Dadi watched all of this from her kitchen corner, sipping her chai, and said nothing, because there was nothing to say. She had seen it from the beginning — from the moment Tanaya was born two minutes after Ishan and opened one eye, looked around, and seemed to immediately understand that the task of keeping that chaotic boy from absolute disaster had, cosmically and without negotiation, fallen to her.
And Ishan, for his part, understood — in that vague, warm, instinctive way of his — that having a sister who would catch what he dropped and straighten what he crooked and find what he lost was not something to be taken for granted. He usually showed this understanding by being mildly less chaotic around her. Only mildly. But it counted.
The Final Verdict
Same house. Same parents. Same grandparents. Same food, same school, same classroom, same birthday, same genes, same two-minute window of origin. And yet — one of them can locate any object in the house within thirty seconds, and the other recently spent four days looking for his phone that was in his own jacket pocket.

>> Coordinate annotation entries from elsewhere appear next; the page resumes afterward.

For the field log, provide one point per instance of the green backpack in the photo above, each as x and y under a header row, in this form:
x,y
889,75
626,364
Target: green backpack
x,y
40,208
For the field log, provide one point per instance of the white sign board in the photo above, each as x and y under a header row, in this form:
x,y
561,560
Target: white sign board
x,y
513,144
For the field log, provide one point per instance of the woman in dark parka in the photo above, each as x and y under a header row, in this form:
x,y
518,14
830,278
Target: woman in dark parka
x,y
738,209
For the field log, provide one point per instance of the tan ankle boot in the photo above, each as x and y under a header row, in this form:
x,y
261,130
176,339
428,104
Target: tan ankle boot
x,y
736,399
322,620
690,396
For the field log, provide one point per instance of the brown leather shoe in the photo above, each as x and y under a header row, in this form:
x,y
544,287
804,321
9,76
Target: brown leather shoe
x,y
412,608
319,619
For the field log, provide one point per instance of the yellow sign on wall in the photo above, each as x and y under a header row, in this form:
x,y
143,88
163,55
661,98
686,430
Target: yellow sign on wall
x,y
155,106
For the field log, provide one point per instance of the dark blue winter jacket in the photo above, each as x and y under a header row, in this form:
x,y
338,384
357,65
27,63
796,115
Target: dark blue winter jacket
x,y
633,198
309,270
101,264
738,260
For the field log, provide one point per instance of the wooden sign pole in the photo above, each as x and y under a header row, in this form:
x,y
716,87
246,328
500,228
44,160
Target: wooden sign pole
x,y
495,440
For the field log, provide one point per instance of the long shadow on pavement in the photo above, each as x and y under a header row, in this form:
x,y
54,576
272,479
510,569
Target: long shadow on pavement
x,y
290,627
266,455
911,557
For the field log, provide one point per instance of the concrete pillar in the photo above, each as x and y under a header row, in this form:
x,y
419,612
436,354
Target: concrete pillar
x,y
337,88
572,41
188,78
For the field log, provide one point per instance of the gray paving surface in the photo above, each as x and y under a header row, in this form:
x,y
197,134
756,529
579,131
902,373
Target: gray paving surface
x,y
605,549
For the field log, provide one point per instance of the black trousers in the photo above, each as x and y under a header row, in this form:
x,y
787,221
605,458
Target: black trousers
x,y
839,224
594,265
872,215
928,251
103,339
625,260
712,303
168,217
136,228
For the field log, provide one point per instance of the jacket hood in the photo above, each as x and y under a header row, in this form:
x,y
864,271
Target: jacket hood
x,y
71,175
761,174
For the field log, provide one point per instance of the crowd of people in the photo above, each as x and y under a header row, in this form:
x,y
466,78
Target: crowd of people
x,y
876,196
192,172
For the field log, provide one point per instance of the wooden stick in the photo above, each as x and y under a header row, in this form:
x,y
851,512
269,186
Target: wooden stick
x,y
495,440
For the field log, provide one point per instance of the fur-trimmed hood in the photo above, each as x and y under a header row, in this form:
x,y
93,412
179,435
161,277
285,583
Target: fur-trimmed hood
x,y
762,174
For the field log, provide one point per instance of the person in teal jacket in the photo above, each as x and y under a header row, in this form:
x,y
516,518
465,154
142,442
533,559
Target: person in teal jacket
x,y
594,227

Science has been unable to fully explain Ishan and Tanaya Sharma. The family has stopped trying. Dadi simply drinks more chai. Dada says it is all in the stars. Papa nods wisely at whatever explanation is offered. Mama knows the truth — that she raised two wonderful, completely opposite, deeply beloved children, and that dinner would be considerably less interesting without both of them.